今度は、夏にもかかわらず、涼しい風が吹いていた。
寒。
________キュッキュキュッ
____バン!
体育館の中から、聞こえた。
恐る恐る中を覗くと、
谷地ちゃんがボールを軽く投げて、
黒髪君がトスあげて、
日向がバチンと音を立てて打っていた。
「スゴイ...。
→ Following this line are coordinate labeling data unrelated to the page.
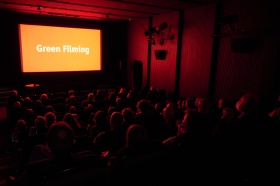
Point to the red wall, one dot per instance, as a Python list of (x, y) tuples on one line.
[(196, 51), (163, 71), (207, 64), (137, 49), (238, 73)]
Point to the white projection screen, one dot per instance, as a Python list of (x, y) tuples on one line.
[(59, 49)]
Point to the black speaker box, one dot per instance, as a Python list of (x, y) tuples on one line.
[(160, 54)]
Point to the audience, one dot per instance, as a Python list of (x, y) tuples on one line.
[(134, 135)]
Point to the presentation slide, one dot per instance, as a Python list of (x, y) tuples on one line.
[(59, 49)]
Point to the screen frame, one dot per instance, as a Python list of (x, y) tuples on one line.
[(61, 71)]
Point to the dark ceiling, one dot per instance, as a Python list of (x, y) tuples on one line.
[(115, 10)]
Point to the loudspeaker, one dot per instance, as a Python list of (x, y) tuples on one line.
[(160, 54), (244, 45)]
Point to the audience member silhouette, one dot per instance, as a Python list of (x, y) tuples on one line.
[(109, 142)]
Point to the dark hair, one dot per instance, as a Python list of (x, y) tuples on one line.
[(60, 139)]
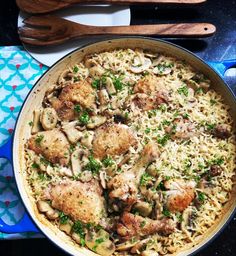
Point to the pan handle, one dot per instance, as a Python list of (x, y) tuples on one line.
[(221, 67), (25, 224)]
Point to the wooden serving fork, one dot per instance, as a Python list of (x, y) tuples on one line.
[(52, 30), (46, 6)]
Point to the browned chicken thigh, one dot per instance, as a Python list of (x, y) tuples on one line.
[(81, 201), (53, 145)]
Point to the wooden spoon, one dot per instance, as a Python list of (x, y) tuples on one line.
[(46, 6), (51, 30)]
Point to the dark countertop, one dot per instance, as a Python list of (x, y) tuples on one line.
[(221, 46)]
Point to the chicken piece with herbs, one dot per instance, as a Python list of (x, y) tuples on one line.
[(81, 201), (52, 145), (131, 225), (179, 193), (124, 186), (112, 140)]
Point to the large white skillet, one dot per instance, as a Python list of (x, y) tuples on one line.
[(34, 100)]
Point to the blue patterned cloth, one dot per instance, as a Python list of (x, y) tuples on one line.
[(18, 72)]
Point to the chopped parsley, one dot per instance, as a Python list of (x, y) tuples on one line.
[(43, 176), (218, 161), (77, 108), (107, 161), (75, 69), (199, 91), (166, 123), (34, 165), (147, 130), (142, 224), (166, 212), (63, 218), (78, 228), (84, 118), (201, 197), (212, 102), (163, 140), (210, 127), (93, 165), (96, 83), (161, 186), (118, 83), (183, 90), (145, 178), (39, 139)]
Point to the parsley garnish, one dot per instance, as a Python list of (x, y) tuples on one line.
[(183, 90), (78, 228), (63, 218), (107, 161), (201, 197), (39, 139), (96, 83), (145, 178), (166, 212), (77, 108), (163, 140), (93, 165), (84, 118), (34, 165), (75, 69)]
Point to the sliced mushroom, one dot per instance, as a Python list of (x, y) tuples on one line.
[(140, 65), (96, 71), (103, 97), (76, 161), (96, 121), (140, 246), (71, 132), (144, 208), (66, 227), (149, 253), (110, 86), (126, 245), (36, 127), (87, 139), (162, 69), (43, 206), (76, 237), (100, 243), (52, 214), (48, 118), (64, 171), (102, 176)]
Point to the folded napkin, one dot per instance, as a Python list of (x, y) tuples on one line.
[(18, 72)]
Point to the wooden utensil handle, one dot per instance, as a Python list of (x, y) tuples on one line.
[(137, 1), (165, 30)]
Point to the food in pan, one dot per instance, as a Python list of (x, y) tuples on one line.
[(131, 152)]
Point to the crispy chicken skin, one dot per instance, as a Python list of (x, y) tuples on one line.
[(124, 186), (64, 109), (81, 201), (147, 85), (180, 194), (52, 144), (137, 226), (112, 139), (146, 102), (79, 93)]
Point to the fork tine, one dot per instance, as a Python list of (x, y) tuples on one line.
[(33, 33)]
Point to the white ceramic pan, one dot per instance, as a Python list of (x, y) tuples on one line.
[(34, 100)]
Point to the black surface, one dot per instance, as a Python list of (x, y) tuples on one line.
[(219, 47)]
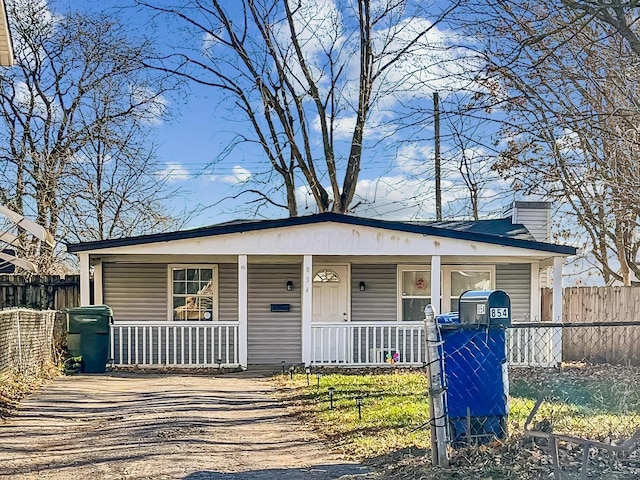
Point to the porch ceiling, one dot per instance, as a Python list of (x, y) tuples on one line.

」
その流れるような動作に、思わず声が漏れてしまった。
向こうにも聞こえてしまったらしく、
一斉に三人が振り向く。
「アッ!A!!!!見にきてくれたの!?」
なんか嬉しそうなんですけど!?
違う違う。
ワタシ、アナタ、シカリニキタ。
「違います!なんでそうなんの!?私のノート返してよ!!」
すると、ハッとした顔になった日向は、慌てて、土下座した。
「っごめん!!すっかり忘れてたんだ!!」
あの、日向が、
土下座。
信じらんないなー。
まあいいか。
「え?日向が借りてたノートって、学年一位のAさんのだったの!?」
谷地ちゃんが驚いたように言う。
「なんだと日向ボケェ!お前、一人でズルいぞ!!」
黒髪君が怒鳴る。
...おお〜怖い。
「と、とにかく!ノートこれ!」
びびりまくる日向が、押しつけるようにノートを渡した。
それから、その場に不似合いなくらい、顔が赤くなった。
まあ、放って帰ったけど
...家に着いてから、その意味を知った。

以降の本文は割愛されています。